The Amy S. McCombs and Frederick P. Currier Writing Awards
These are cash prizes given annually to students whose essays, fiction, or poetry best express the spirit of the work of the visiting author in the Contemporary American Authors Lecture Series.
The Dr. Barbara Johns, IHM Award
This annual award is presented at the College’s annual Honors Convocation to recognize students whose work demonstrates the highest standards of scholarly excellence and appreciation of the powers of language.
The Dr. Lynne Schaeffer Award
This annual award is presented to recognize an outstanding essay written by an undergraduate English and Modern Languages student.
The DeVlieg Foundation English and Modern Languages Scholarship
This annual scholarship award is given to a promising first-, second-, or third-year student in English and Modern Languages.
Sigma Tau Delta
Alpha Zeta Zeta is Marygrove’s chapter of Sigma Tau Delta‚ the International English Honor Society.
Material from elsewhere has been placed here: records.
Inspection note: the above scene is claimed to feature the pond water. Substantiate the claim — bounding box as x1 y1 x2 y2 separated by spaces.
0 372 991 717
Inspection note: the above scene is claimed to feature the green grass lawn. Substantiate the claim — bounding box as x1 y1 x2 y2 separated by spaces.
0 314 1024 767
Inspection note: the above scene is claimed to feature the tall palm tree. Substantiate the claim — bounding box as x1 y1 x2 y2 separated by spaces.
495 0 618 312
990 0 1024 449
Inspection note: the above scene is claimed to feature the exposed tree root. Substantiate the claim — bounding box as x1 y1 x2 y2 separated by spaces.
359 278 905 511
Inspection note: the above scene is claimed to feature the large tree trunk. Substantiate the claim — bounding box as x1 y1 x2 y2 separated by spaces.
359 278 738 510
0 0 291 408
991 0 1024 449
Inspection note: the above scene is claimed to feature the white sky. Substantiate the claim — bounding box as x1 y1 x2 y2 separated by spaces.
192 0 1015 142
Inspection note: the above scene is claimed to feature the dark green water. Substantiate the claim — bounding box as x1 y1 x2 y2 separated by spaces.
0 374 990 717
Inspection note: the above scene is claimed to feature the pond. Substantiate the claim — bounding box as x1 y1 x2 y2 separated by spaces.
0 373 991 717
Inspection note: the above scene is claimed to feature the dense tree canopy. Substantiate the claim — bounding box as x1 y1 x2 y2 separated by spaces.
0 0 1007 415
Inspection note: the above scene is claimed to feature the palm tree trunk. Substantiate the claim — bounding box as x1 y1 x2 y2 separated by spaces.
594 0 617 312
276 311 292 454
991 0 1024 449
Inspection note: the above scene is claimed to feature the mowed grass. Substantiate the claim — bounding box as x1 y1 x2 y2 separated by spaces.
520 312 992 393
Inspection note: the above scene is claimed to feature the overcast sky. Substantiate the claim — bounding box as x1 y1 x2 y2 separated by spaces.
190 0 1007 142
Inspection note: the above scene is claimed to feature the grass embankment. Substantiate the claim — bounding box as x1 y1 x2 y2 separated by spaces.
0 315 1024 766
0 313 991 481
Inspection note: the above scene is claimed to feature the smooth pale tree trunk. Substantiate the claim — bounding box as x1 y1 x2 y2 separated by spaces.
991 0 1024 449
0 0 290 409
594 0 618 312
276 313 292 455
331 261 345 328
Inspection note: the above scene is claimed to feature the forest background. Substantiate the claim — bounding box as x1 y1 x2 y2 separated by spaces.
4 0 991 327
Its members sponsor poetry readings and book drives, host coffee-houses, and support English and Modern Languages Department activities like the Contemporary American Authors Lecture Series. Sigma Tau Delta also offers an annual scholarship to a sophomore, junior, or senior who is majoring or minoring in English or language arts. To be eligible for the scholarship, students must be registered for at least 9 credit hours and have a cumulative grade average of 3.5.
Under the guidance of an English and Modern Languages Department faculty member, students have opportunities to take travel seminars in which they study the literature and culture of other countries, then make a ten-day on-site visit over spring break. Students also have the opportunity to spend an entire semester on-site studying the literature and culture of another country. Marygrove English majors have studied in Australia, England, France, and Scotland. Research and Publication Opportunities
Research and Publication Opportunities
Students have opportunities to work closely with professors on research and publications, and to publish their work in course anthologies and other outlets connected with coursework in the department. Students have many opportunities to present their research at national, regional, and local conferences including the College’s annual academic symposium named in honor of our late colleague, Dr. Chaepyong Song.
The Literary Map of Detroit
In partnership with the Marygrove Institute for Detroit Studies, faculty, students, alumni, and friends of the Marygrove English and Modern Languages Department develop and maintain this online resource to highlight Detroit-area literary sites. Visit the map at: http://www.marygrove.edu/ids/Detroit_literary_map.asp.
Annual Department Events
The English and Modern Languages Department sponsors a variety of social and academic events for students throughout the year. You will have the opportunity to join with department faculty and other students at an annual welcome-back event in the fall, an annual party at the end of the winter semester, special workshops, and colloquia designed specifically for the needs and interests of our majors and minors. Additionally, the English and Modern Languages Department often co-hosts Dramafest, an evening of staged readings of original dramatic works written and performed by Marygrove faculty, students, and staff, as well as playwrights and actors from the community.